12 c water
2-3 T vegetable bouillon powder
1 c brown rice
1 c red lentils
1 T garlic fresh, minced
1/2 onion chopped
2 sweet potatoes, cut into about 1 inch pieces
@ a quart bag full of whole tomatoes (sorry, i had frozen ones from our garden last summer. that's how much I put in)
@ 1 T cumin
@ 1 T ginger
salt and pepper to taste
dash of smoked tabasco, for the bowls
Basically dump everything in a big pot and boil it for about 45 minutes...lol! I put the rice and lentils in first, with the bouillon powder, and let them get busy boiling while I peeled and chopped the potato. After the potato had been in, I went looking for seasoning inspiration, and found a recipe here:
http://www.seriouseats.com/recipes/2011/01/eat-for-eight-bucks-moroccan-red-lentil-soup.html
I had neglected onions and garlic, so I just dumped them in (and it worked out fine).

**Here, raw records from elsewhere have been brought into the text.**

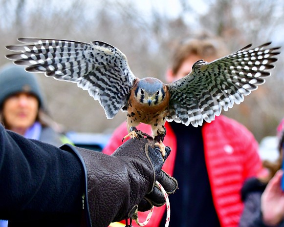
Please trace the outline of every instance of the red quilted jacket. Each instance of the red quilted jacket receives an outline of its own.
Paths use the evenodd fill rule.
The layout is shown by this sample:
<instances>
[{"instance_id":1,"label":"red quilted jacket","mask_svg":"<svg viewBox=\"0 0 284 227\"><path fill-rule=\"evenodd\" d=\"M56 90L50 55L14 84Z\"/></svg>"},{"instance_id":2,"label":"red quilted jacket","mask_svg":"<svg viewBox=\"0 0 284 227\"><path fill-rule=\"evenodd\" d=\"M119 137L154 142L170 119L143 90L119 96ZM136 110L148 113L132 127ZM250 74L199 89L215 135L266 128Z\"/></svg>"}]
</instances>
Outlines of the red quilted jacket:
<instances>
[{"instance_id":1,"label":"red quilted jacket","mask_svg":"<svg viewBox=\"0 0 284 227\"><path fill-rule=\"evenodd\" d=\"M171 147L172 152L163 169L172 175L176 155L176 140L170 124L167 122L165 126L167 135L164 144ZM137 128L151 135L149 125L140 124ZM122 138L127 134L126 123L124 123L114 131L103 152L111 154L121 145ZM210 124L205 123L202 135L213 202L221 226L237 227L243 206L240 191L244 181L256 176L262 169L258 153L258 144L243 125L222 115ZM171 202L171 196L169 198ZM147 227L158 226L165 210L165 206L155 207ZM148 213L139 212L140 222L144 222ZM135 223L133 225L138 227Z\"/></svg>"}]
</instances>

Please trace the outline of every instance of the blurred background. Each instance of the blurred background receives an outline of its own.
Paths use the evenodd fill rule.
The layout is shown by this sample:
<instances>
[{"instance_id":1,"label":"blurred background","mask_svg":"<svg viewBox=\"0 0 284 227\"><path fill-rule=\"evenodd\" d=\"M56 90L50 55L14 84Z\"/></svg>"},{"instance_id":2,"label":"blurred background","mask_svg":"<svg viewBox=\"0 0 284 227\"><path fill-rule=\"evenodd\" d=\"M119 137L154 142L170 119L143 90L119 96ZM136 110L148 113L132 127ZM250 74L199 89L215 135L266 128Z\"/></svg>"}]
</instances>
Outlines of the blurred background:
<instances>
[{"instance_id":1,"label":"blurred background","mask_svg":"<svg viewBox=\"0 0 284 227\"><path fill-rule=\"evenodd\" d=\"M200 33L221 37L228 54L251 43L284 46L283 0L0 0L0 65L9 62L5 46L19 43L18 37L99 40L125 54L136 76L165 82L173 48ZM275 135L284 117L283 53L275 64L264 85L222 112L259 142ZM38 78L51 116L66 131L109 133L126 119L120 112L107 120L99 103L75 83Z\"/></svg>"}]
</instances>

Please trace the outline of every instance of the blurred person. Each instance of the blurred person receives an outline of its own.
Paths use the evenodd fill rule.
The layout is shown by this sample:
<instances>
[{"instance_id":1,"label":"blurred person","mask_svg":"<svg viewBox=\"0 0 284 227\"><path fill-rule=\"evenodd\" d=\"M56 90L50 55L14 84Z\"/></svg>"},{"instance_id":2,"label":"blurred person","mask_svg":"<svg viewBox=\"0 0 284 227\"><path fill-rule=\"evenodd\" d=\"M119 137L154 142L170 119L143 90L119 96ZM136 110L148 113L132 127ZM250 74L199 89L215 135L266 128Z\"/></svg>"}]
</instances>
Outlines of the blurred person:
<instances>
[{"instance_id":1,"label":"blurred person","mask_svg":"<svg viewBox=\"0 0 284 227\"><path fill-rule=\"evenodd\" d=\"M279 156L274 162L263 162L269 175L253 177L241 189L244 208L240 227L284 227L284 191L282 169L284 151L284 119L277 127Z\"/></svg>"},{"instance_id":2,"label":"blurred person","mask_svg":"<svg viewBox=\"0 0 284 227\"><path fill-rule=\"evenodd\" d=\"M0 124L0 218L9 227L106 227L137 207L162 206L156 180L169 193L177 186L161 171L152 138L128 141L109 156L26 139Z\"/></svg>"},{"instance_id":3,"label":"blurred person","mask_svg":"<svg viewBox=\"0 0 284 227\"><path fill-rule=\"evenodd\" d=\"M13 64L0 68L0 123L27 138L56 146L71 141L54 129L44 112L43 94L35 76ZM0 227L7 226L0 220Z\"/></svg>"},{"instance_id":4,"label":"blurred person","mask_svg":"<svg viewBox=\"0 0 284 227\"><path fill-rule=\"evenodd\" d=\"M13 64L5 65L0 69L0 122L6 129L57 146L70 142L46 114L34 74Z\"/></svg>"},{"instance_id":5,"label":"blurred person","mask_svg":"<svg viewBox=\"0 0 284 227\"><path fill-rule=\"evenodd\" d=\"M209 62L226 54L218 38L205 35L188 40L174 53L167 82L187 75L198 60ZM164 144L172 151L163 169L176 179L179 187L171 197L171 225L237 227L243 207L240 196L243 183L262 170L258 144L252 134L222 115L197 127L175 122L166 122L165 126ZM121 135L128 134L124 122L114 130L103 153L111 154L122 144ZM149 125L140 124L137 128L151 134ZM155 209L147 226L164 226L165 210L164 206ZM147 215L140 212L138 217L145 220Z\"/></svg>"}]
</instances>

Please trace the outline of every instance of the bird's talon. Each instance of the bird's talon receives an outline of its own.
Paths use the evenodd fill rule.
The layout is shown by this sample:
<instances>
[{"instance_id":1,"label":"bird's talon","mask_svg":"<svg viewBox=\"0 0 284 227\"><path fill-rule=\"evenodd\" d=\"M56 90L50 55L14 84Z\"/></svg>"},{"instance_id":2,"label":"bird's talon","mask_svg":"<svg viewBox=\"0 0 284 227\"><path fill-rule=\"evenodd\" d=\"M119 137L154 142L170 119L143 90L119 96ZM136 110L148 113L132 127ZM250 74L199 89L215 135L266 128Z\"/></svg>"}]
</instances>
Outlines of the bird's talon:
<instances>
[{"instance_id":1,"label":"bird's talon","mask_svg":"<svg viewBox=\"0 0 284 227\"><path fill-rule=\"evenodd\" d=\"M155 143L155 145L158 146L160 147L160 150L162 153L162 156L163 157L163 161L165 162L165 159L164 157L166 155L166 146L165 146L165 144L164 144L161 140L160 140L159 142Z\"/></svg>"}]
</instances>

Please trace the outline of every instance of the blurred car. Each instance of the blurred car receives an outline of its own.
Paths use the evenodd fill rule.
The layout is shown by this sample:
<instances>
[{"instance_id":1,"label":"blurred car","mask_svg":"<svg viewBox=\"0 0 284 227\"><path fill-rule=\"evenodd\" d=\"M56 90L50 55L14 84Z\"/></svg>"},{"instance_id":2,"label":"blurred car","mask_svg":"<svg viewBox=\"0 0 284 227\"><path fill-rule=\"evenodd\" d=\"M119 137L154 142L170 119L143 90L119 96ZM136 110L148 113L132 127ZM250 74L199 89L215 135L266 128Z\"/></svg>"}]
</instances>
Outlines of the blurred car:
<instances>
[{"instance_id":1,"label":"blurred car","mask_svg":"<svg viewBox=\"0 0 284 227\"><path fill-rule=\"evenodd\" d=\"M74 145L95 151L102 151L107 145L111 134L68 132L66 136Z\"/></svg>"}]
</instances>

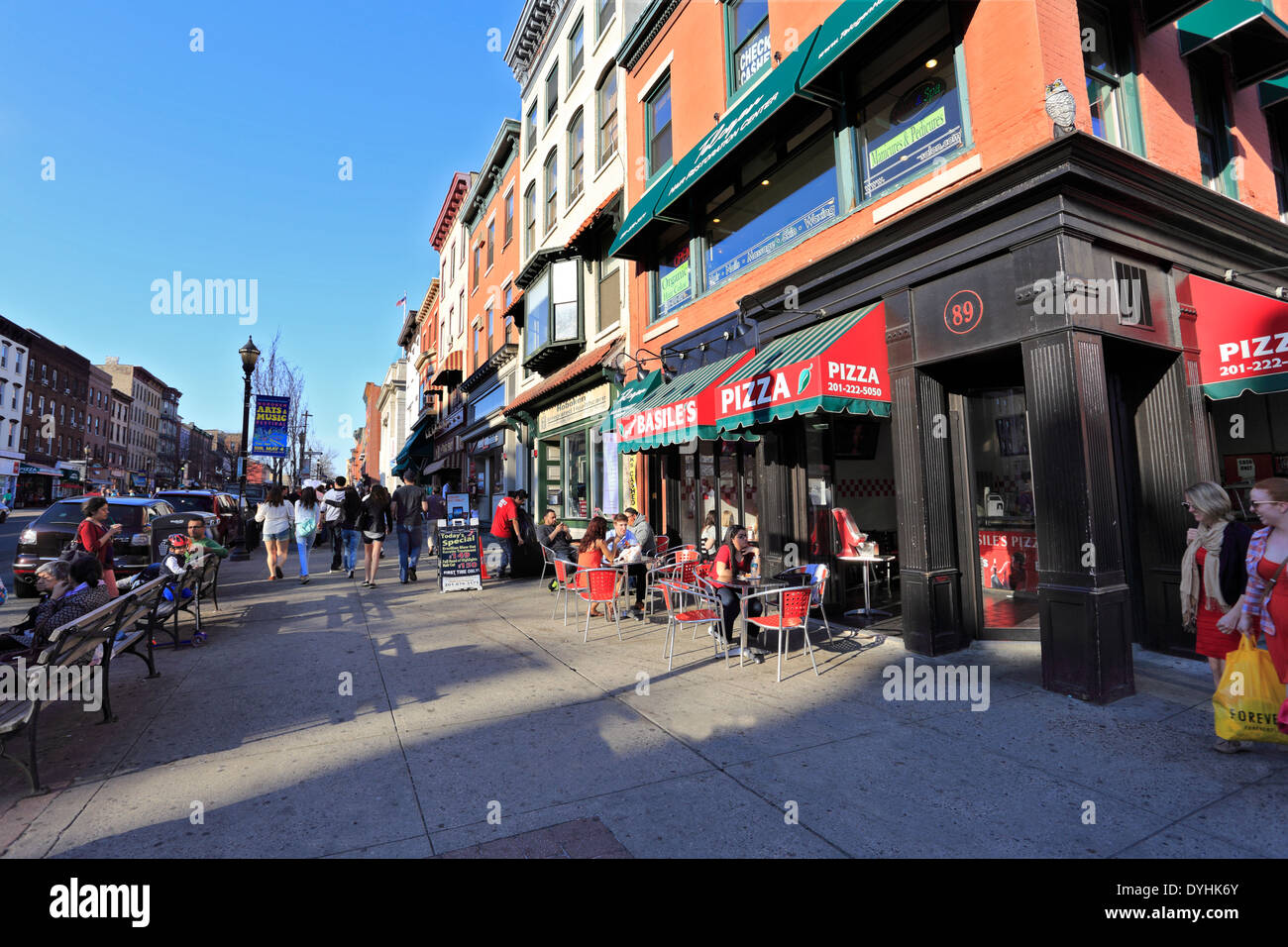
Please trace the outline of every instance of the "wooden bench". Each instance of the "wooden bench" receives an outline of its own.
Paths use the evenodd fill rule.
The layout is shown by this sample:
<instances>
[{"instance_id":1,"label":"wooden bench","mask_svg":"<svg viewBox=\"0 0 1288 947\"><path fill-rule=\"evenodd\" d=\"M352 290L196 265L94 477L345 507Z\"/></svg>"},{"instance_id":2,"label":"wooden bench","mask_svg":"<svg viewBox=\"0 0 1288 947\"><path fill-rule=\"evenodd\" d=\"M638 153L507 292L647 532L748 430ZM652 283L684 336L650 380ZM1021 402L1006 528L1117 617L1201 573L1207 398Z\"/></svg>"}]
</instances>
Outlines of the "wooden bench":
<instances>
[{"instance_id":1,"label":"wooden bench","mask_svg":"<svg viewBox=\"0 0 1288 947\"><path fill-rule=\"evenodd\" d=\"M112 715L107 687L112 660L111 643L116 638L116 633L121 626L121 618L129 609L131 599L133 595L122 595L112 599L106 606L95 608L93 612L82 615L75 621L53 630L49 635L49 642L36 656L36 661L27 666L27 680L30 684L40 675L48 675L50 680L49 685L54 687L55 693L46 697L32 697L28 694L23 700L12 700L0 703L0 759L13 760L27 773L32 794L44 791L40 786L40 773L36 768L36 733L41 707L50 698L62 701L71 694L73 678L79 678L80 674L89 670L90 658L99 646L104 646L100 684L103 719L99 723L111 723L116 719ZM57 673L57 669L72 667L76 669L75 674ZM17 673L17 666L10 665L10 669L6 673ZM6 743L23 732L27 736L26 759L12 755L6 749Z\"/></svg>"}]
</instances>

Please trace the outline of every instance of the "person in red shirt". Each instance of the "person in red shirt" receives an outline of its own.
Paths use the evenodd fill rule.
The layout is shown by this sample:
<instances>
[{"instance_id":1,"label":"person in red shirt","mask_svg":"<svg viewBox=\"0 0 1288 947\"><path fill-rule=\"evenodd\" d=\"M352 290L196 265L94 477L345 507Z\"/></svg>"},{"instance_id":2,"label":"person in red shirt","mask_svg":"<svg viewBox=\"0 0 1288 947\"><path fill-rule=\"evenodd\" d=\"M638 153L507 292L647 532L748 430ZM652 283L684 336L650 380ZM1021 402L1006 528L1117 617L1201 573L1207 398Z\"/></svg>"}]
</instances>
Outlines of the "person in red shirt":
<instances>
[{"instance_id":1,"label":"person in red shirt","mask_svg":"<svg viewBox=\"0 0 1288 947\"><path fill-rule=\"evenodd\" d=\"M514 554L518 544L523 541L519 532L519 506L528 500L527 490L516 490L509 496L501 497L496 505L496 515L492 517L492 535L501 540L501 568L497 569L497 579L505 579L506 568L514 576Z\"/></svg>"},{"instance_id":2,"label":"person in red shirt","mask_svg":"<svg viewBox=\"0 0 1288 947\"><path fill-rule=\"evenodd\" d=\"M81 546L98 559L103 567L103 581L107 582L107 591L112 598L120 593L116 589L116 562L112 558L112 540L121 532L121 524L107 524L109 514L107 500L102 496L91 496L81 505L85 519L76 527L76 539Z\"/></svg>"}]
</instances>

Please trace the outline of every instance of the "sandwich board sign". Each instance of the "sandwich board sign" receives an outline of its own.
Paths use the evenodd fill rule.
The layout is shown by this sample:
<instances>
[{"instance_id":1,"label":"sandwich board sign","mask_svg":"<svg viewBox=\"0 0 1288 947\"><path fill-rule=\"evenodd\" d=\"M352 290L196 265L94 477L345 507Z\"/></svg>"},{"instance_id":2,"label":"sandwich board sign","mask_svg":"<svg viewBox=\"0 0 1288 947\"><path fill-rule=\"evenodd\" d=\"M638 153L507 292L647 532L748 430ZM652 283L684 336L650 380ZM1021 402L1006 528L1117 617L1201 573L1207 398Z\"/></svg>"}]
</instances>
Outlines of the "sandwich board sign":
<instances>
[{"instance_id":1,"label":"sandwich board sign","mask_svg":"<svg viewBox=\"0 0 1288 947\"><path fill-rule=\"evenodd\" d=\"M438 530L438 590L483 590L483 548L474 526L447 526Z\"/></svg>"}]
</instances>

If you want to sweat them a bit first, you're welcome to. At this point, it had been cooking for about 20 minutes, probably, and I added the rest of the spices (except s&p) and reduced the heat to med/low, put a lid on it and let it go for another 20 minutes. The rice was a tad al dente, but we were hungry, so we went ahead and ate. Under less dire circumstances, I would have given it at least another 10 minutes. So, at the end of cooking, I added salt and pepper, and put it in bowls to serve. I added the amounts of tabasco that we each like, and served. Yummy! We LOVED the sweet potato.
Sorry this one's a bit of a wreck. I just made it, more or less out of my head, so this is as good as the writing down gets!